Sitting at the kitchen table, watching the sunlight pour down the western ridge.

A flock of fat bluejays explores the garden around the house, a titmouse, junco and cardinal are in the azalea by the porch. Now the cardinal is in the lilac. What a treat to see his deep, sleek red. This little feathered flurry around the house and porch, the exploring of its nooks and crannies seems like a morning greeting of sorts.

The sky before sunrise was a quiet, milky white. Transformed by dawn into pink, drifty clouds sailing against a sudden blue. Color bleeds from the southeast across the entire southern sky. A miracle of sorts.

But life seems increasingly fickle and fleeting, like the waning days. It is cold now. I watch the wood pile shrink. The circle contracts. Reality shifts. I live mostly in the kitchen. I tape up the doors against the wind. Hang blankets, lower blinds. Summer seems a distant world, a place where I once lived but can barely remember.

The sun travels a shallow arc, skirting the southern horizon. When clouds part, light pours into the house at a steep, sharp slant. Land glows with a brilliance that cannot be matched by the glare of midsummer. Clover the cat follows the light as it moves from window to window.

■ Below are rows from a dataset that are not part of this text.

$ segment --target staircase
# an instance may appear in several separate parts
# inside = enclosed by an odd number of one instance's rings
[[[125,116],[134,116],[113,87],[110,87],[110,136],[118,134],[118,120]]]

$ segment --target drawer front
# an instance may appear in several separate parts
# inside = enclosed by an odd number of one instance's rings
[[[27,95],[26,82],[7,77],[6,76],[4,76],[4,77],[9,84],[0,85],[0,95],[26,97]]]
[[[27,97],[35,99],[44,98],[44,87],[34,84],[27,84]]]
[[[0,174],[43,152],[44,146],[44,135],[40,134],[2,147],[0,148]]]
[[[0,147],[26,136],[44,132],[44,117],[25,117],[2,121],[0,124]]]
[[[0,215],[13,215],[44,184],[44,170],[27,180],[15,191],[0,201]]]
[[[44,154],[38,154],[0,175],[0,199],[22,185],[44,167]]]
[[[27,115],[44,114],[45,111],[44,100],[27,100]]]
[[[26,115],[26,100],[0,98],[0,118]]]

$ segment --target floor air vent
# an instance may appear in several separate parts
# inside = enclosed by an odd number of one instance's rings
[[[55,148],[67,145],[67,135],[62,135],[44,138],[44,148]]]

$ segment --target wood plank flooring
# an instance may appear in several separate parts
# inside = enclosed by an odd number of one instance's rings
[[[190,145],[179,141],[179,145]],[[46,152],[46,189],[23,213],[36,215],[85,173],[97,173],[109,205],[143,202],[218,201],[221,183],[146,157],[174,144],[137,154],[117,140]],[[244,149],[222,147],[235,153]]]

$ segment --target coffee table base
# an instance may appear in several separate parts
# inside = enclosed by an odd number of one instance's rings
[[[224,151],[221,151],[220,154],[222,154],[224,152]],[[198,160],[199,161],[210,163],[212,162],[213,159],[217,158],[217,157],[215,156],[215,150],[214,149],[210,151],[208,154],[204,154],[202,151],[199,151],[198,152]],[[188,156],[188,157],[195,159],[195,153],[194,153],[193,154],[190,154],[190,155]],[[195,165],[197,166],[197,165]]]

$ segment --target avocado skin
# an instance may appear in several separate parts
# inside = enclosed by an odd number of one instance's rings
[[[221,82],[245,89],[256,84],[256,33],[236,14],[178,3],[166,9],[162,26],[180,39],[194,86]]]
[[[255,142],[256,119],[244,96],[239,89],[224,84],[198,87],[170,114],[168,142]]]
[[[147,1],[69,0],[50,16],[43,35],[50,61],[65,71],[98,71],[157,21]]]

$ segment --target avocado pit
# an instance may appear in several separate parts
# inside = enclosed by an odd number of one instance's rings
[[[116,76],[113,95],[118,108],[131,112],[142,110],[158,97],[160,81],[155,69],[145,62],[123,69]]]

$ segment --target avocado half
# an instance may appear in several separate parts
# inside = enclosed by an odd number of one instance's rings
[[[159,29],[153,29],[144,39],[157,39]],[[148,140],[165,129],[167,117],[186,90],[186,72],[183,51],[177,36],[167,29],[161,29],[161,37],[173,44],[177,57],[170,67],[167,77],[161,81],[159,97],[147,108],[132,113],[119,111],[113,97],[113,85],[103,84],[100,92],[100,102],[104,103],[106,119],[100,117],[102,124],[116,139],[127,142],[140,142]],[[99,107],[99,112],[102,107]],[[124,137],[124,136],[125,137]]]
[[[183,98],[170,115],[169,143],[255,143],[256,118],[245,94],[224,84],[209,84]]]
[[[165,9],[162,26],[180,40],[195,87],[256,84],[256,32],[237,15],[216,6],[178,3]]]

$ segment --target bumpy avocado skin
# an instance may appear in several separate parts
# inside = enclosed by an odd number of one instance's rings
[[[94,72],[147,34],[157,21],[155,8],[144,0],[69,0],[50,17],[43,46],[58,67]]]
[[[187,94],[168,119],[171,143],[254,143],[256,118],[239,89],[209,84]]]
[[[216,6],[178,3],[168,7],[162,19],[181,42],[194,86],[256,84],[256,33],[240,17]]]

Daylight fails. It feels as if time is both sped up and stood still. A profound and sudden darkness settles over the landscape. The sunset colors are fierce. Stunning and brief. Soon the moon will be full. Well after sundown, she emerges from behind the hills across the river, a bent circle, white and cold. Stars crackle and spin in the rarified air. The Milky Way burns a path across the sky. Coyote song sets the constellations into a sparkling, shivering tremor.